HeteGen addresses key challenges such as parallel strategy, computation distribution, I/O bottlenecks, and asynchronous operation management. Through its novel heterogeneous parallel computing framework, HeteGen achieves low-latency LLM inference on resource-constrained devices, outperforming existing state-of-the-art offloading techniques and demonstrating strong general applicability.
In conclusion,
The rise of heterogeneous inference represents a transformative shift in optimizing the cost-effectiveness and efficiency of serving LLMs. By intelligently distributing the workload across a combination of CPUs, commodity GPUs, and high-end GPUs, organizations can significantly reduce their operational costs while maintaining high performance. Traditional reliance on high-end GPUs alone leads to resource wastage and inefficiencies, especially for tasks that don’t require such powerful hardware. Innovations like Bud Runtime’s heterogeneous inference and HeteGen’s hybrid parallelism offer practical solutions to these challenges, helping businesses optimize both hardware utilization and inference speed.

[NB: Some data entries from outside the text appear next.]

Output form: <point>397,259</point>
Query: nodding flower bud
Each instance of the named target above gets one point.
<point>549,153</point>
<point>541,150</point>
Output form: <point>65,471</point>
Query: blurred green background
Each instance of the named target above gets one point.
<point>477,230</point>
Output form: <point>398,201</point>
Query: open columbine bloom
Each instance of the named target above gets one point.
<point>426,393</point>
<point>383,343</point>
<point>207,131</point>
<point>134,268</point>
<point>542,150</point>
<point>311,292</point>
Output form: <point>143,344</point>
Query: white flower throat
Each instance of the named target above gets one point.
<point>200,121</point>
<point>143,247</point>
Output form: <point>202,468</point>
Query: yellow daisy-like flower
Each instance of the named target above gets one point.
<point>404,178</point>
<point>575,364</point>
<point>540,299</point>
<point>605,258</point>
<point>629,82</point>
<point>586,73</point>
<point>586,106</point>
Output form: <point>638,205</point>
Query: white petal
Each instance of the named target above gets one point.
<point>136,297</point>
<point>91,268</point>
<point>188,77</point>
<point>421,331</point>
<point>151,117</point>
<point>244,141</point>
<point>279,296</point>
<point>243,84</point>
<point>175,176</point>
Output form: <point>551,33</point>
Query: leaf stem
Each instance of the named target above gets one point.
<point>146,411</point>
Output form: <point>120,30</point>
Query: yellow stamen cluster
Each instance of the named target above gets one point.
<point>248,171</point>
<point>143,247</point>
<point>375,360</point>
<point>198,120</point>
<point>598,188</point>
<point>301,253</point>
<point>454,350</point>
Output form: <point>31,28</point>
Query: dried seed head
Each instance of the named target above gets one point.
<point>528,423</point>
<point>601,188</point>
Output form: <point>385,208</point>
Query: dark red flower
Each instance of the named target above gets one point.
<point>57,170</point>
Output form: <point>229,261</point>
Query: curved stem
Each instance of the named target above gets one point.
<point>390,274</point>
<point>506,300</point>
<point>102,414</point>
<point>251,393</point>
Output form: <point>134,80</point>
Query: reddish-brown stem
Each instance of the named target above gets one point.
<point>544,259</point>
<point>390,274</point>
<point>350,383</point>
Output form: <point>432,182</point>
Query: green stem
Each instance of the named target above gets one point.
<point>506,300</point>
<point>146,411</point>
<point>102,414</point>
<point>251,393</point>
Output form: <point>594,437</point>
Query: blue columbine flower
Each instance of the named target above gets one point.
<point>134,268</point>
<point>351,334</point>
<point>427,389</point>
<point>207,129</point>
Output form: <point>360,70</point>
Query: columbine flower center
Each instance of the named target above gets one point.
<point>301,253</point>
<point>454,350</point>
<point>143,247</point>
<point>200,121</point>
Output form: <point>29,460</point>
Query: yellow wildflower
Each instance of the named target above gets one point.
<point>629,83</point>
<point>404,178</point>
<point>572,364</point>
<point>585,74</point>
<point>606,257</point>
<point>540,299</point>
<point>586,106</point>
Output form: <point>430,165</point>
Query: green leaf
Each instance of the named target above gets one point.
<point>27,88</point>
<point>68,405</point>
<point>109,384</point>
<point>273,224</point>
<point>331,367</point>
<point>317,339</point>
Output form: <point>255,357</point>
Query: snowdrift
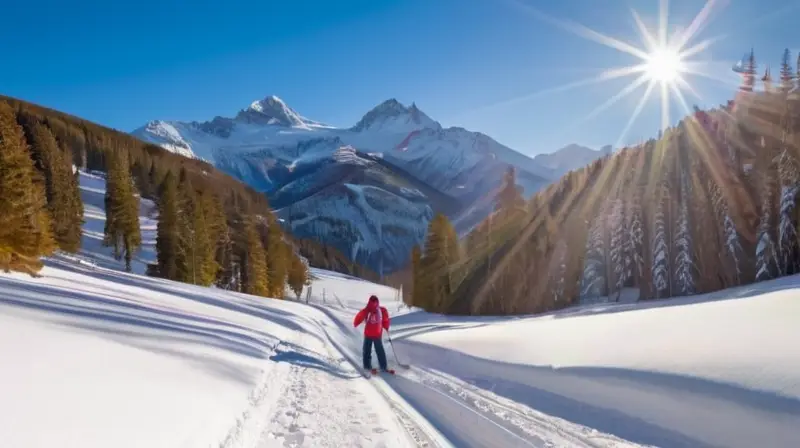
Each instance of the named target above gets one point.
<point>716,370</point>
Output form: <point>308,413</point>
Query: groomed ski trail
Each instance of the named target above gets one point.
<point>463,415</point>
<point>320,406</point>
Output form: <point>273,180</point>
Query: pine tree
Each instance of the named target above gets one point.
<point>684,261</point>
<point>61,187</point>
<point>167,233</point>
<point>787,243</point>
<point>297,275</point>
<point>557,274</point>
<point>634,240</point>
<point>733,252</point>
<point>188,261</point>
<point>749,73</point>
<point>787,75</point>
<point>418,288</point>
<point>255,265</point>
<point>122,230</point>
<point>766,250</point>
<point>593,282</point>
<point>278,255</point>
<point>25,228</point>
<point>439,263</point>
<point>617,253</point>
<point>211,224</point>
<point>661,253</point>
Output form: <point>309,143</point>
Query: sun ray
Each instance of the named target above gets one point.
<point>698,23</point>
<point>582,31</point>
<point>678,94</point>
<point>665,120</point>
<point>683,83</point>
<point>663,22</point>
<point>664,61</point>
<point>689,68</point>
<point>607,75</point>
<point>636,112</point>
<point>699,47</point>
<point>649,41</point>
<point>614,99</point>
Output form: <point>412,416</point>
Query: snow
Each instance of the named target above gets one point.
<point>93,189</point>
<point>117,359</point>
<point>267,145</point>
<point>715,370</point>
<point>94,357</point>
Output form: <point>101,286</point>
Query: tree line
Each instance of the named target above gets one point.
<point>712,203</point>
<point>212,229</point>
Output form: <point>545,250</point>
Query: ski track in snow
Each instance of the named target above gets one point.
<point>468,416</point>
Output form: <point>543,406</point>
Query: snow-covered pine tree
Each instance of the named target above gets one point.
<point>787,228</point>
<point>766,251</point>
<point>593,283</point>
<point>733,253</point>
<point>558,271</point>
<point>661,255</point>
<point>634,239</point>
<point>617,255</point>
<point>787,77</point>
<point>684,260</point>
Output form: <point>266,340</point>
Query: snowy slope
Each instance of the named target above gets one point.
<point>274,149</point>
<point>93,190</point>
<point>715,370</point>
<point>94,357</point>
<point>570,157</point>
<point>116,359</point>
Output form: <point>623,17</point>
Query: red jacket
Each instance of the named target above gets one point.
<point>377,318</point>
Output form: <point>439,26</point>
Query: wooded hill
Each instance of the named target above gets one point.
<point>711,204</point>
<point>213,229</point>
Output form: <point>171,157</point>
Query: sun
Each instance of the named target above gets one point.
<point>664,65</point>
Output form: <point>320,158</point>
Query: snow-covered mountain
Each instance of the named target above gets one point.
<point>370,189</point>
<point>570,157</point>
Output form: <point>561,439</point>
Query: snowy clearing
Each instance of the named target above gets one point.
<point>94,357</point>
<point>715,370</point>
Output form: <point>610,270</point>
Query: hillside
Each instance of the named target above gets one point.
<point>91,147</point>
<point>368,190</point>
<point>136,360</point>
<point>711,205</point>
<point>570,157</point>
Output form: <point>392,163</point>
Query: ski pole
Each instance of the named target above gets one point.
<point>405,366</point>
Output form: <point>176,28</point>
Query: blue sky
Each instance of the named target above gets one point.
<point>123,63</point>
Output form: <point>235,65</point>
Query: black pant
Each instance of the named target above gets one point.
<point>368,342</point>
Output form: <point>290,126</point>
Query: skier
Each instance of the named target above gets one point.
<point>377,318</point>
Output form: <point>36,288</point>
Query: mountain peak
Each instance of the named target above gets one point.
<point>392,115</point>
<point>271,110</point>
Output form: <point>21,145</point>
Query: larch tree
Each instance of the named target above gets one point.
<point>25,227</point>
<point>593,282</point>
<point>61,187</point>
<point>298,275</point>
<point>278,257</point>
<point>787,74</point>
<point>766,250</point>
<point>417,288</point>
<point>684,259</point>
<point>122,231</point>
<point>168,231</point>
<point>617,254</point>
<point>661,253</point>
<point>255,280</point>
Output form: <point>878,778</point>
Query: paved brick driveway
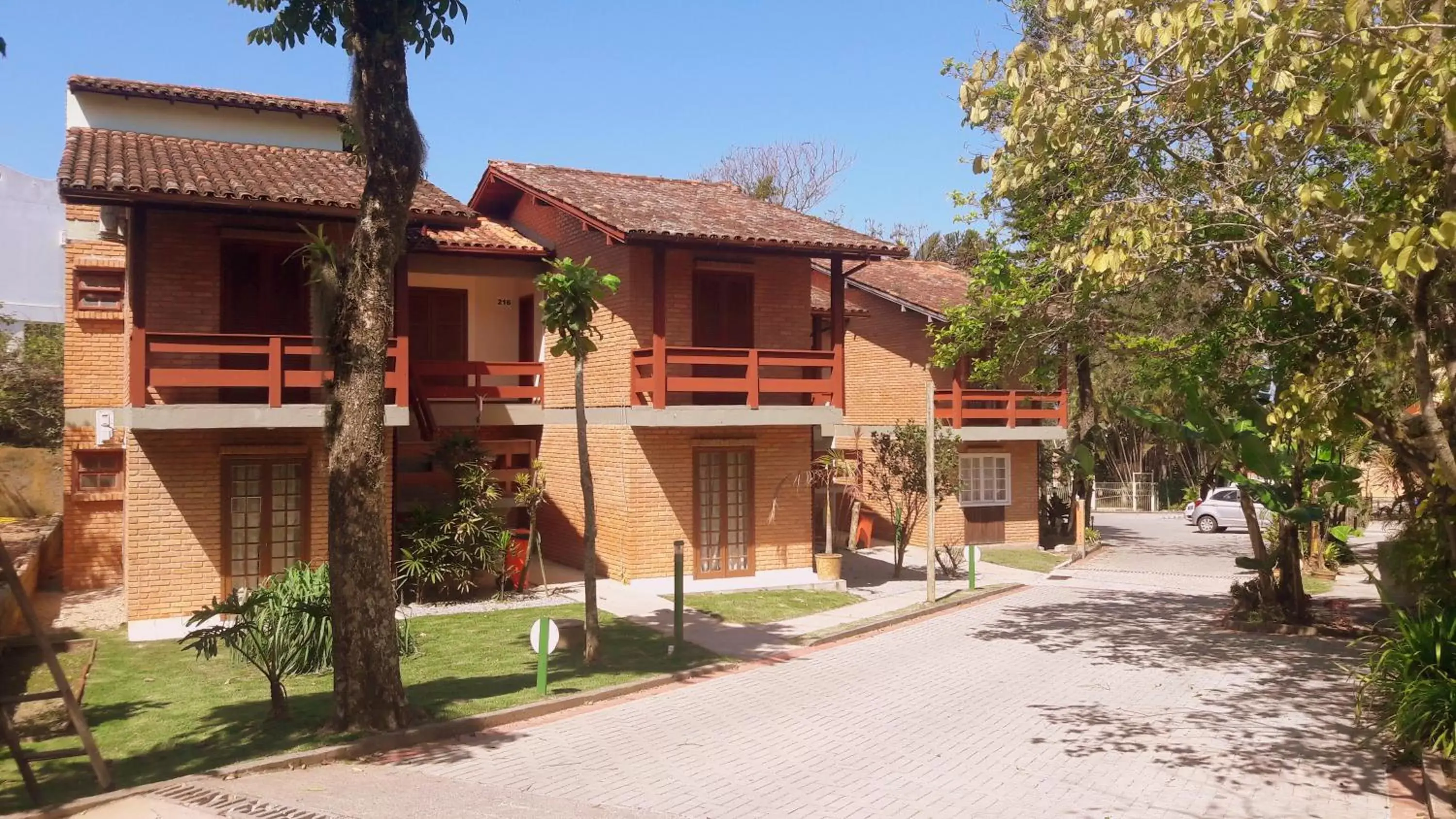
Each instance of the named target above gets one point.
<point>1071,699</point>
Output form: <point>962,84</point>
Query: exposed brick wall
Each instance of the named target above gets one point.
<point>175,521</point>
<point>95,376</point>
<point>886,359</point>
<point>644,489</point>
<point>92,536</point>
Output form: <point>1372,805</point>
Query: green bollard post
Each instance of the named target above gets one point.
<point>678,595</point>
<point>544,642</point>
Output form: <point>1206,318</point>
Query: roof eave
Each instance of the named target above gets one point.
<point>788,248</point>
<point>88,196</point>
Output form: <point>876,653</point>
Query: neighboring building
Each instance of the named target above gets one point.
<point>194,454</point>
<point>887,350</point>
<point>33,232</point>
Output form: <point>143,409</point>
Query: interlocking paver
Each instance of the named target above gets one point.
<point>1087,697</point>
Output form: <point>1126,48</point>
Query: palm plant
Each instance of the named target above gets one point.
<point>267,632</point>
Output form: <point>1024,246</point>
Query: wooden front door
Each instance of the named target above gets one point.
<point>267,527</point>
<point>264,292</point>
<point>439,329</point>
<point>723,512</point>
<point>985,524</point>
<point>723,318</point>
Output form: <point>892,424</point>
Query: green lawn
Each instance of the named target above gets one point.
<point>768,607</point>
<point>1028,559</point>
<point>159,713</point>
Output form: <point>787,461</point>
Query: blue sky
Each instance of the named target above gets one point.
<point>660,88</point>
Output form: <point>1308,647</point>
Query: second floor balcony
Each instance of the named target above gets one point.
<point>686,376</point>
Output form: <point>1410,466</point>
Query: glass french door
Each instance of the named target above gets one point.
<point>265,528</point>
<point>723,498</point>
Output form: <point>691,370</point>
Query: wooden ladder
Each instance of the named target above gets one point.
<point>63,691</point>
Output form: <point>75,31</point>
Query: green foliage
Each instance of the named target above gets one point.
<point>896,476</point>
<point>420,22</point>
<point>449,544</point>
<point>1408,687</point>
<point>570,299</point>
<point>276,633</point>
<point>31,385</point>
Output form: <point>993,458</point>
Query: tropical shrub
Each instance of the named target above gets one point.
<point>446,547</point>
<point>1408,687</point>
<point>274,632</point>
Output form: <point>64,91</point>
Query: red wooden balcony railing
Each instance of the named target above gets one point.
<point>1001,408</point>
<point>274,366</point>
<point>469,380</point>
<point>753,373</point>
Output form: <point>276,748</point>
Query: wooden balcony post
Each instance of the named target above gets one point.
<point>753,379</point>
<point>659,327</point>
<point>276,372</point>
<point>137,367</point>
<point>402,372</point>
<point>957,398</point>
<point>836,327</point>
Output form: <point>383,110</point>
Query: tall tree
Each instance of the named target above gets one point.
<point>357,292</point>
<point>795,175</point>
<point>570,300</point>
<point>1299,152</point>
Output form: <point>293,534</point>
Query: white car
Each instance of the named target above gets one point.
<point>1222,509</point>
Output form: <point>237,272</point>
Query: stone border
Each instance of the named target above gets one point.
<point>1069,562</point>
<point>893,620</point>
<point>1438,789</point>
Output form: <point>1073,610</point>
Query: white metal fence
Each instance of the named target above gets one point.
<point>1136,496</point>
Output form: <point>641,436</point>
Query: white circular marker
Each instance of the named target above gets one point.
<point>552,636</point>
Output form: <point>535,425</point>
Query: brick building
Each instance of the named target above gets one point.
<point>194,393</point>
<point>892,306</point>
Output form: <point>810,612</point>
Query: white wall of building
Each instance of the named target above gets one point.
<point>493,292</point>
<point>199,121</point>
<point>33,252</point>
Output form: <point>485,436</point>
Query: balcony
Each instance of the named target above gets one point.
<point>679,376</point>
<point>1034,413</point>
<point>175,379</point>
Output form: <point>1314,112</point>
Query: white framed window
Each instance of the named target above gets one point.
<point>985,479</point>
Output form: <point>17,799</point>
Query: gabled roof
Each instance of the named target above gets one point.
<point>928,287</point>
<point>635,209</point>
<point>121,165</point>
<point>207,97</point>
<point>487,236</point>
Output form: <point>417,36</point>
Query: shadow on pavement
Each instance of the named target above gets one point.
<point>1289,699</point>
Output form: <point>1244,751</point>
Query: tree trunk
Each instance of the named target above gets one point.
<point>1261,553</point>
<point>367,690</point>
<point>1082,431</point>
<point>589,539</point>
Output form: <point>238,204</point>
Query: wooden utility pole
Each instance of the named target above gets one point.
<point>929,492</point>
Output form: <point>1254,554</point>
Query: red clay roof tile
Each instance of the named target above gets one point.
<point>123,162</point>
<point>487,236</point>
<point>207,97</point>
<point>928,286</point>
<point>653,207</point>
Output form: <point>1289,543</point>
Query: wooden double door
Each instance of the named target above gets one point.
<point>723,512</point>
<point>723,318</point>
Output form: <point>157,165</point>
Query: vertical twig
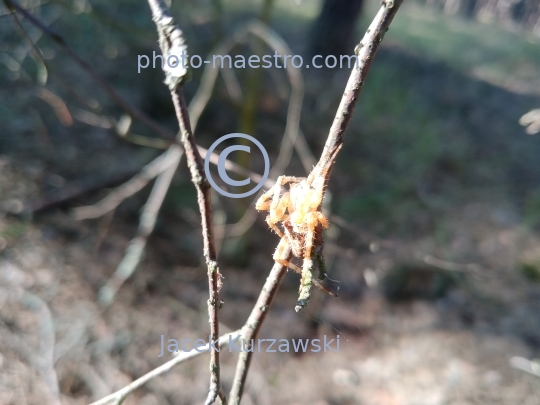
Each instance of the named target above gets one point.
<point>171,41</point>
<point>253,325</point>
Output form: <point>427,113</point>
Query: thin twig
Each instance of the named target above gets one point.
<point>253,325</point>
<point>136,183</point>
<point>171,41</point>
<point>135,250</point>
<point>181,357</point>
<point>366,51</point>
<point>133,111</point>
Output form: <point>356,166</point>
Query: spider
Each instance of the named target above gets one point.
<point>298,210</point>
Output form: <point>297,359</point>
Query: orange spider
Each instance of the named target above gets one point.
<point>298,211</point>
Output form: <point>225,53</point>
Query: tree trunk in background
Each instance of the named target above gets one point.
<point>332,31</point>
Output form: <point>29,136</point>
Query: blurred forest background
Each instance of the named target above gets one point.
<point>434,204</point>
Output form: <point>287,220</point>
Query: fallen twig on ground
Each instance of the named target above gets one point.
<point>119,396</point>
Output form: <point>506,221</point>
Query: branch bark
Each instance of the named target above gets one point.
<point>119,396</point>
<point>252,326</point>
<point>171,41</point>
<point>366,51</point>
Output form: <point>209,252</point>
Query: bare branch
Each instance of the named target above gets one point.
<point>366,51</point>
<point>253,325</point>
<point>136,183</point>
<point>135,250</point>
<point>171,41</point>
<point>119,396</point>
<point>133,111</point>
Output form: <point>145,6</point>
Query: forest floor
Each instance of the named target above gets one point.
<point>437,251</point>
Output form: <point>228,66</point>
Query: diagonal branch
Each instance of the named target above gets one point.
<point>119,396</point>
<point>366,51</point>
<point>171,41</point>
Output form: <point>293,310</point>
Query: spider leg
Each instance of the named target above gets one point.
<point>274,227</point>
<point>322,266</point>
<point>280,202</point>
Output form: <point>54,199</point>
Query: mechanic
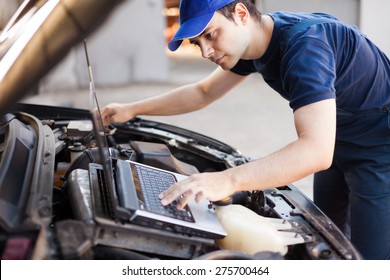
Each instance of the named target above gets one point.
<point>338,86</point>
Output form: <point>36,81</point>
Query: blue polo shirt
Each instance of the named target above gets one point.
<point>328,60</point>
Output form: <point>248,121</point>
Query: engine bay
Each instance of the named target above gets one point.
<point>45,193</point>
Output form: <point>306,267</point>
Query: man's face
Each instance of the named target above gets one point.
<point>223,42</point>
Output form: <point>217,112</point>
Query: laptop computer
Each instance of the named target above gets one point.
<point>129,190</point>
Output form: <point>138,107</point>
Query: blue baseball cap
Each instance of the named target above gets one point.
<point>195,15</point>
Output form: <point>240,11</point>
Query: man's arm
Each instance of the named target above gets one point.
<point>311,152</point>
<point>181,100</point>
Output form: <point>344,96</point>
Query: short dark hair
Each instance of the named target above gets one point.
<point>228,10</point>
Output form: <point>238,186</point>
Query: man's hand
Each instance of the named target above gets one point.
<point>211,186</point>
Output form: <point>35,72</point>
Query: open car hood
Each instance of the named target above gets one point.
<point>39,36</point>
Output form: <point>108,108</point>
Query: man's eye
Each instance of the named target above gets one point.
<point>195,43</point>
<point>210,35</point>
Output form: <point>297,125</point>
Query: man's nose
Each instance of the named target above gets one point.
<point>207,50</point>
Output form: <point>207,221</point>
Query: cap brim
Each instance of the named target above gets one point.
<point>190,29</point>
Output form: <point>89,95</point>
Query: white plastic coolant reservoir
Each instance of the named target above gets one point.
<point>251,233</point>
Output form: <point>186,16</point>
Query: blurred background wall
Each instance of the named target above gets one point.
<point>131,46</point>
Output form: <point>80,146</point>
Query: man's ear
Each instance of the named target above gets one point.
<point>241,12</point>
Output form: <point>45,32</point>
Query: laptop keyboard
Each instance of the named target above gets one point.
<point>153,182</point>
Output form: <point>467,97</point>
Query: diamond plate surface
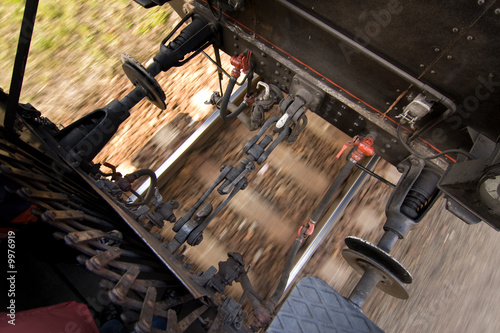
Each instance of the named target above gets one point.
<point>314,307</point>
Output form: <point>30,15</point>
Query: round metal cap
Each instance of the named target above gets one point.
<point>140,77</point>
<point>380,256</point>
<point>388,282</point>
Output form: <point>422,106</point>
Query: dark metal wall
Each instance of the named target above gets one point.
<point>449,45</point>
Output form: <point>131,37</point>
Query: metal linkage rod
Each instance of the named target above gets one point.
<point>325,228</point>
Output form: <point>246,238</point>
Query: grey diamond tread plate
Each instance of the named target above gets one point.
<point>314,307</point>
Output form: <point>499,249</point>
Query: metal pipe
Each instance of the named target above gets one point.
<point>372,55</point>
<point>334,217</point>
<point>23,48</point>
<point>190,142</point>
<point>371,277</point>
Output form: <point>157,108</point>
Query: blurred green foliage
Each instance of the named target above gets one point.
<point>76,36</point>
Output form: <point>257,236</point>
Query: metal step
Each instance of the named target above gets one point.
<point>313,306</point>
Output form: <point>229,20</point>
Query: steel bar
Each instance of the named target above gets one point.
<point>200,134</point>
<point>325,228</point>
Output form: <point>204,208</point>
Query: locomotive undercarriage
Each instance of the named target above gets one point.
<point>115,227</point>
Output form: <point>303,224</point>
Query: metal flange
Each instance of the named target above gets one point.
<point>380,256</point>
<point>388,282</point>
<point>140,77</point>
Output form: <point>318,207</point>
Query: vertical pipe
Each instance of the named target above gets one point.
<point>20,61</point>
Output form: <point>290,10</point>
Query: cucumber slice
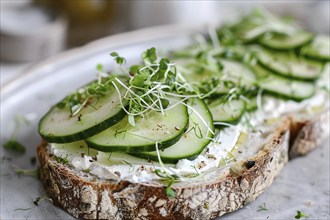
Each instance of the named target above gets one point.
<point>319,48</point>
<point>164,129</point>
<point>279,41</point>
<point>229,111</point>
<point>193,141</point>
<point>288,88</point>
<point>289,66</point>
<point>59,126</point>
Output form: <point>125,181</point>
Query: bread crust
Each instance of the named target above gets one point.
<point>228,190</point>
<point>306,135</point>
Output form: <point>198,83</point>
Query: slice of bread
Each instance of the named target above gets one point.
<point>222,191</point>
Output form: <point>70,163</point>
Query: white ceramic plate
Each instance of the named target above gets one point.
<point>303,185</point>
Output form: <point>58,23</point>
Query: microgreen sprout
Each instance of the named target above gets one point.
<point>119,60</point>
<point>169,179</point>
<point>262,208</point>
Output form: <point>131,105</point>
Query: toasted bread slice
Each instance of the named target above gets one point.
<point>222,191</point>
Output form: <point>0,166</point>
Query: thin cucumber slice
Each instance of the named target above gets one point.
<point>319,48</point>
<point>229,111</point>
<point>289,65</point>
<point>155,127</point>
<point>238,72</point>
<point>288,88</point>
<point>197,137</point>
<point>286,42</point>
<point>99,113</point>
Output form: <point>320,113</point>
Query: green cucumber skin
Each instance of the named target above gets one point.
<point>136,149</point>
<point>191,155</point>
<point>233,119</point>
<point>264,74</point>
<point>286,73</point>
<point>54,136</point>
<point>82,134</point>
<point>281,45</point>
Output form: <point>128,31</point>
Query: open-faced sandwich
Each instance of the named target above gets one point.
<point>195,136</point>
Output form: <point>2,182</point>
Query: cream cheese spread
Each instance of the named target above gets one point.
<point>218,153</point>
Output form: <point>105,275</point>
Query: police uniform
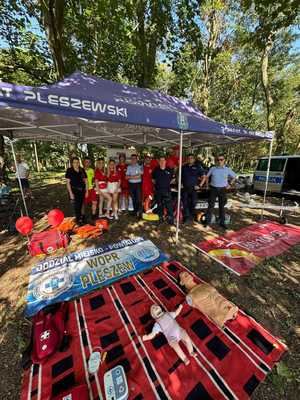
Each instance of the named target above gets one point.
<point>190,177</point>
<point>163,178</point>
<point>218,183</point>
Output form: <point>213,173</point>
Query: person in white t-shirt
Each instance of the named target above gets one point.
<point>23,172</point>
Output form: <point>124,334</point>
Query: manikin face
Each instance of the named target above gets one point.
<point>185,278</point>
<point>156,311</point>
<point>86,163</point>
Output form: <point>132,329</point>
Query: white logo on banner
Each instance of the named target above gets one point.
<point>146,254</point>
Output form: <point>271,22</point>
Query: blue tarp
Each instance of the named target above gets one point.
<point>84,108</point>
<point>62,278</point>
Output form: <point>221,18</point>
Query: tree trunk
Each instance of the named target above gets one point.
<point>53,21</point>
<point>265,82</point>
<point>280,134</point>
<point>141,43</point>
<point>213,27</point>
<point>2,158</point>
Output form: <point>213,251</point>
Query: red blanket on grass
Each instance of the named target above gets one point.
<point>230,363</point>
<point>240,251</point>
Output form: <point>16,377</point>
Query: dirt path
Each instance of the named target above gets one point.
<point>270,293</point>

With advancements in adaptive scaling and smarter hardware management, companies can now dynamically allocate resources based on the specific demands of each task, cutting costs by up to 77%. Furthermore, techniques like the Mélange adaptive scaling framework and HeteGen’s asynchronous parameter management demonstrate that substantial cost savings can be achieved without sacrificing the quality of service or model performance. As the industry continues to evolve, these innovations pave the way for more accessible, sustainable, and efficient deployment of generative AI solutions across enterprises, making the promise of AI more attainable for a wider range of users.